Application Number | 20080110670 11/595866 |
Document ID | / |
Family ID | 39368113 |
Filed Date | 2008-05-15 |
United States Patent
Application |
20080110670 |
Kind Code |
A1 |
Lin; Yu Cheng |
May 15, 2008 |
Information jack's circuit board layout
Abstract
A double-sided printed circuit board (PCB) layout for an
information jack has an information jack terminal and an IDC wiring
terminal together with a number of pairs of condensers, a number of
pairs of power inducers, main lead wires, a number of pairs of
leads, and extension lead wires. The PCB contains a circuit lead
wire structure for the jack terminal and for the IDC wiring
terminal and eight pins for each terminal separated into pairs
wherein pair one is comprised of pins 4 and 5 and pair three is
comprised of pins 3 and 6. Pair one's 4, 5 pins and Pair three's 3,
6 pins are separated and located on different sides of the PCB. In
this way the power inducting effect and power condensing effect
generated from the main leads and extension leads are utilized to
achieve the objective of reducing cross-take and improving return
loss, thereby allowing the two to surpass Category 6 communications
protocols for improving correct signal transmission and maximizing
the product's overall operating yield.
Inventors: |
Lin; Yu Cheng; (Taoyung,
TW) |
Correspondence
Address: |
NATH & ASSOCIATES PLLC
112 South West Street
Alexandria
VA
22314
US
|
Family ID: |
39368113 |
Appl.
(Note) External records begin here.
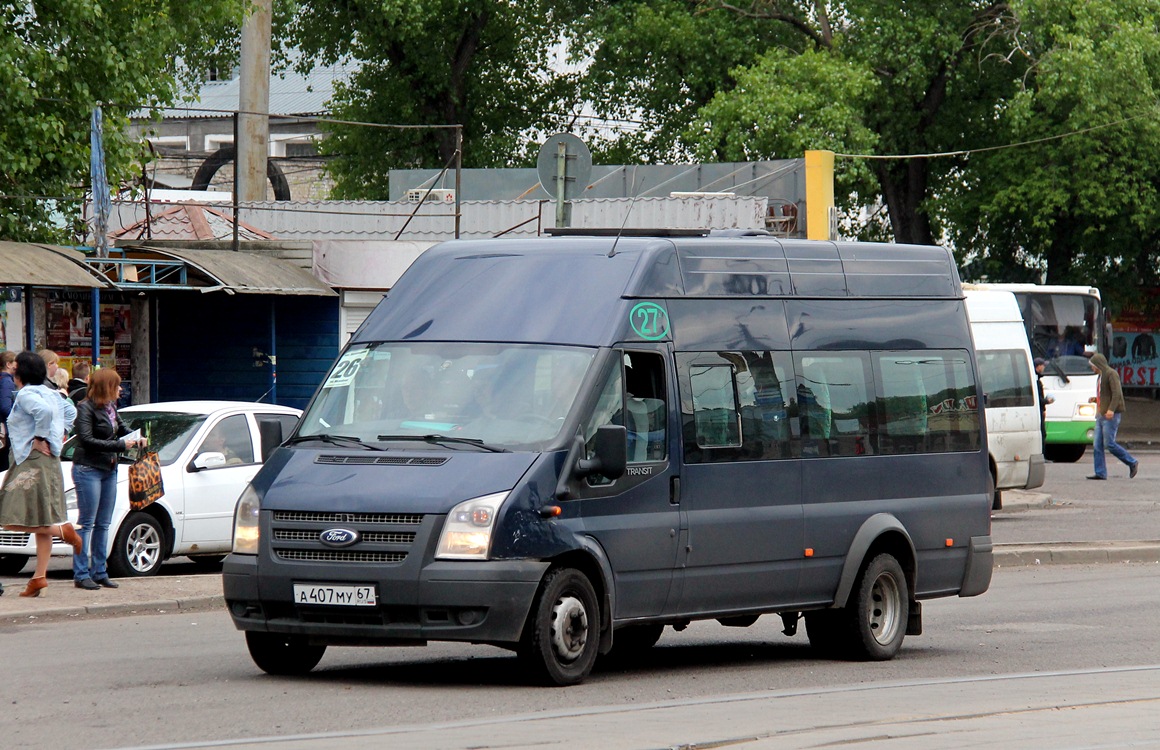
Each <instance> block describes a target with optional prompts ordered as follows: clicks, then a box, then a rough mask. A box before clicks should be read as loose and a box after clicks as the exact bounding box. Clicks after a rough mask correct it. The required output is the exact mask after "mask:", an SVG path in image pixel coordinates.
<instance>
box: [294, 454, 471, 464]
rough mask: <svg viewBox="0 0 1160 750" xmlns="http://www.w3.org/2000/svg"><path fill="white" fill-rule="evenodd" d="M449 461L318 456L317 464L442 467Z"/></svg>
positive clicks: (384, 458) (377, 457) (378, 456)
mask: <svg viewBox="0 0 1160 750" xmlns="http://www.w3.org/2000/svg"><path fill="white" fill-rule="evenodd" d="M449 460H451V459H449V458H448V457H445V456H443V457H418V456H365V454H360V456H317V457H316V458H314V463H316V464H327V465H331V466H442V465H443V464H447V463H448V461H449Z"/></svg>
No.: |
11/595866 |
Filed: |
November 13, 2006 |
Current U.S.
Class: |
174/261 |
Current CPC
Class: |
H05K 1/162 20130101;
H05K 2201/10189 20130101; H05K 1/0228 20130101; H05K 2201/09236
20130101 |
Class at
Publication: |
174/261 |
International
Class: |
H01R 12/04 20060101
H01R012/04 |
Claims
1. A double sided Printed Circuit Board (PCB) layout comprised of:
an information jack having a number of pins configured into a
plurality of pairs of pins; an IDC terminal having a number of pins
configured into a plurality of pairs of pins; wherein a pair one of
said information jack pins is comprised of pins 4 and 5 and a pair
three of pins is comprised of pins 3 and 6, and wherein said pins 4
and 5 are separated and placed on different sides of said PCB and
said pins 3 and 6 are separated and placed on different sides of
said PCB; a number of main leads distributed on said two sides of
said PCB and connecting said information jack pins with said IDC
terminal pins such that the circuit board's information jack pins
and IDC terminal's pins are interconnected, and in particular a
pair one; a first and a second power condenser; a first and a
second power inducer; wherein one of said two power condensers and
one of said two power inducers are located on one side of said PCB
and are connected to at least one of said pins of said information
jack and to one of said pair one pins and one of said pair three
pins of said IDC terminal; and wherein the second power condenser
and the second power inducer are located on the second side of said
PCB and are connected to at least one of said pins of said
information jack and are connected to the second of said pair one
pins and the second of said pair three pins of said IDC terminal; a
third power condenser connected by a first extension lead and a
second extension lead to two respective pins on said information
jack, said third power condenser being a TT or an RR polarized
configured power condenser; and a fourth power condenser connected
by a third extension lead and a fourth extension lead to two
respective pins on said IDC terminal, said fourth power condenser
being a TR polarized configured power condenser.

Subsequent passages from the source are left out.